The Johns Hopkins University’s Evergreen Museum & Library House Beautiful Series, Hillwood: Living Artfully with Marjorie Merriweather Post.

June 10, 2013

The Johns Hopkins University’s Evergreen Museum & Library concluded its House Beautiful Series with “Hillwood: Living Artfully with Marjorie Merriweather Post” .  The Executive Director of Hillwood House and Gardens, Kate Markert marked  the storied life and career of the “American Empress” Ms. Post.  Marjorie Merriweather Post, heiress of  the Post cereal fortune, was an only child.  Her father sat her in the boardroom of his burgeoning business at an early age.  A woman of fine taste, business acumen and political savvy, she wielded considerable influence during the 20th century.  That broad timeframe continues even today after her death in 1973.  Hillwood, her home, is a Museum, in Washington, D.C., open to the public.  Ms. Markert described Marjorie Merriweather Post’s singular Russian art collection including her two Imperial Faberge eggs. Like the interior of Hillwood, Ms. Post’s  gardens (Noted below) are of museum quality:  French parterre, a Japanese garden and if one can call flowers a work of art, freshly cut floral arrangements from the Museum’s greenhouses which daily adorn the Hillwood House.  Fittingly, from her summit lawn one can see the spire of the Washington Monument.  Kate Markert described  Ms. Post’s time in Russia with her then husband,  Ambassador  Joseph Davies, and after as hostess to presidents and political leaders in her Washington Hillwood Home.
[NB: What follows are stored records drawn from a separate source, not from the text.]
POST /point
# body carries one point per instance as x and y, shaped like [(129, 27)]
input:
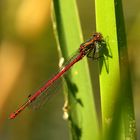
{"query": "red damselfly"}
[(86, 48)]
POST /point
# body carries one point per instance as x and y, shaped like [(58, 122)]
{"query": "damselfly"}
[(86, 48)]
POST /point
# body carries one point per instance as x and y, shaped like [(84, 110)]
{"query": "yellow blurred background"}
[(28, 57)]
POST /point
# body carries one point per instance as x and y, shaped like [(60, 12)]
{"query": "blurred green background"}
[(28, 57)]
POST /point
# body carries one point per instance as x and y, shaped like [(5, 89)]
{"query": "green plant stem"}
[(82, 113)]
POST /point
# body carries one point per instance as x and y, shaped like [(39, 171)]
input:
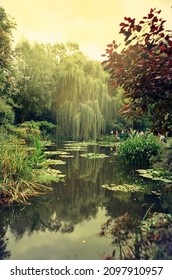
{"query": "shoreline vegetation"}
[(24, 165)]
Ambassador John Work and Alice Warder Garrett’s Home in Baltimore, MD

The Johns Hopkins University’s Evergreen Museum & Library House Beautiful Series was held in Evergreen’s private theatre designed by celebrated Russian émigré Léon Bakst (1866-1924), best known for his set designs for the Ballet Russes. Built in 1858 for a Baltimore entrepreneur,  Stephen Broadbent, Evergreen belonged to the Ambassador John Work Garrett (1872-1942) and his wife Alice Warder Garrett (1877-1952).  The Garretts made their home an artistic and cultural center soon after inheriting the property in 1920.

The Gardens of Hillwood, Washington, D.C.
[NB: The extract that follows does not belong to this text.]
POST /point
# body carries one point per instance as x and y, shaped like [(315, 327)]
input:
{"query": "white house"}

The twenty-five acre estate in northwest Washington, DC, was purchased in 1955 by cereal heiress Marjorie Merriweather Post. Between 1955 and 1957, after she purchased the estate, Post hired prominent landscape architects Umberto Innocenti and Richard Webel, to expand the existing gardens. Thirteen acres of formal gardens flow from the house in a progression of “outdoor rooms.” Each of these rooms, meant to complement the 1926 Georgian mansion’s indoor spaces, is decidedly private yet connected to adjacent gardens through subtle transitional features. The layout reflects not only the design vocabulary of the landscape architects, but also the distinctive taste of Mrs. Post.

The Innocenti and Webel-designed French Parterre, featuring typical formal elements of an 18th-century French garden, serves as a complement to the 18th-century French art and furnishings. Just beyond, lies the Rose Garden, redesigned by landscape architect Perry Wheeler. Other highlights of the gardens include the Shogo Myaida-designed Japanese-style Garden, a testament to the taste for oriental gardens influenced by the reintroduction of Japanese culture to America during the 1950s; the Friendship Walk, a colorful, flowering monument honoring Post’s lifetime of philanthropy; and the Lunar Lawn, a large, crescent-shaped lawn that provides a view of the Washington Monument.